# Blade slots in whirligig hub



## pinehunter (Oct 18, 2016)

Hi Gaffboat
The slots for blades should cause no upsets as long as you index the hub piece for positions. For 4 blades try to locate 2 with grain and 2 perpendicular. The holding jig runs against a clamped fence. The images are a bit upset but should show enough detail.


----------



## DesertRatTom (Jul 3, 2012)

This would be a good setup for a production shop making lots of these wind powered things. There is a shop on one of the highways around here called the Wind Toy shop. They do a steady business in mostly junky stuff. I wonder how something like this would go over. We have a small shop not far from here that also has some better quality whirligigs. Fun to see and I have a couple of books on the subject for when I get a little more free time. I'm saving a picture of this to remind me. Thanks for posting

BTW, it is customary to post additional comments on the original string rather than posting a separate post for each step. It is just sheer luck if anyone finds the full string this way. Nice item.


----------



## TenGees (Sep 12, 2012)

I don't see a pin or screw in the center. If it was me I would add one to keep the hub centered, Dave. I made a simple jig to add to my miter gauge to cut the slots on a table saw. If I think of it, I'll get a picture of it to post.

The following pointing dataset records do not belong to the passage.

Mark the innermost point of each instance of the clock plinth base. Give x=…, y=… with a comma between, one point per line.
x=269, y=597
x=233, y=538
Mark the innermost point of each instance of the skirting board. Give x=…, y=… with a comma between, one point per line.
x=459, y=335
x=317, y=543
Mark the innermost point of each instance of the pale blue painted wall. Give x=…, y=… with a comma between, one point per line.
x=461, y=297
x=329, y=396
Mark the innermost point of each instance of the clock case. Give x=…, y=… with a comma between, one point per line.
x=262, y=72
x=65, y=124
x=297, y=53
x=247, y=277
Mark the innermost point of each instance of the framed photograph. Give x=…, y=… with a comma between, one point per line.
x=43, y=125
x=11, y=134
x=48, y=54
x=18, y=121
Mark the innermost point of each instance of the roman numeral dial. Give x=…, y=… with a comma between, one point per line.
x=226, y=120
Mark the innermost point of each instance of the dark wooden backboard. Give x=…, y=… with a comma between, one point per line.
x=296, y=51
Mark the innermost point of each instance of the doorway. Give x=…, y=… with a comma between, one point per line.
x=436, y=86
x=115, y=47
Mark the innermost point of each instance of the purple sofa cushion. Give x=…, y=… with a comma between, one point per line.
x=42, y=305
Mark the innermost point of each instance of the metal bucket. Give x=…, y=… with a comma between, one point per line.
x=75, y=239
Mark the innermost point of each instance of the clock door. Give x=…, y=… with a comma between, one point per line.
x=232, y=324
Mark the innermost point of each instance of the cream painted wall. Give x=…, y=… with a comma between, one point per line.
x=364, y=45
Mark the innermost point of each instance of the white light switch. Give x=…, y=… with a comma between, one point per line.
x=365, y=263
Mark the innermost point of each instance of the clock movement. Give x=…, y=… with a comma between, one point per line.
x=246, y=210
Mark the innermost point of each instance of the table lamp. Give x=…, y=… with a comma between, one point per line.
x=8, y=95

I previously posted a drawing that I use to make the index marks: http://www.routerforums.com/attachm...new-router-circle-jig-v-2-0-circledivider.pdf


----------



## tomp913 (Mar 7, 2014)

@pinehunter

That's a very clever fixture, nice and simple which is what the best usually are. I'm assuming that the hub is located on the pin hole used in the original step - cutting out the disc - and there are indexing lines on the face and the fixture itself to give the correct spacing. Ingenious.


----------



## pinehunter (Oct 18, 2016)

Hi TenGees - Its dave again. The point you raise is valid however this jig is intended to machine hubs of various sizes. When a piece is clamped its location in either X or Y orientation is not important because the router can be moved in both these directions to align with the previously marked index positions on the circumference and face of the piece. The location in the Z orientation is a simple movement of the jig/piece along the clamped fence.

Regards

dave


----------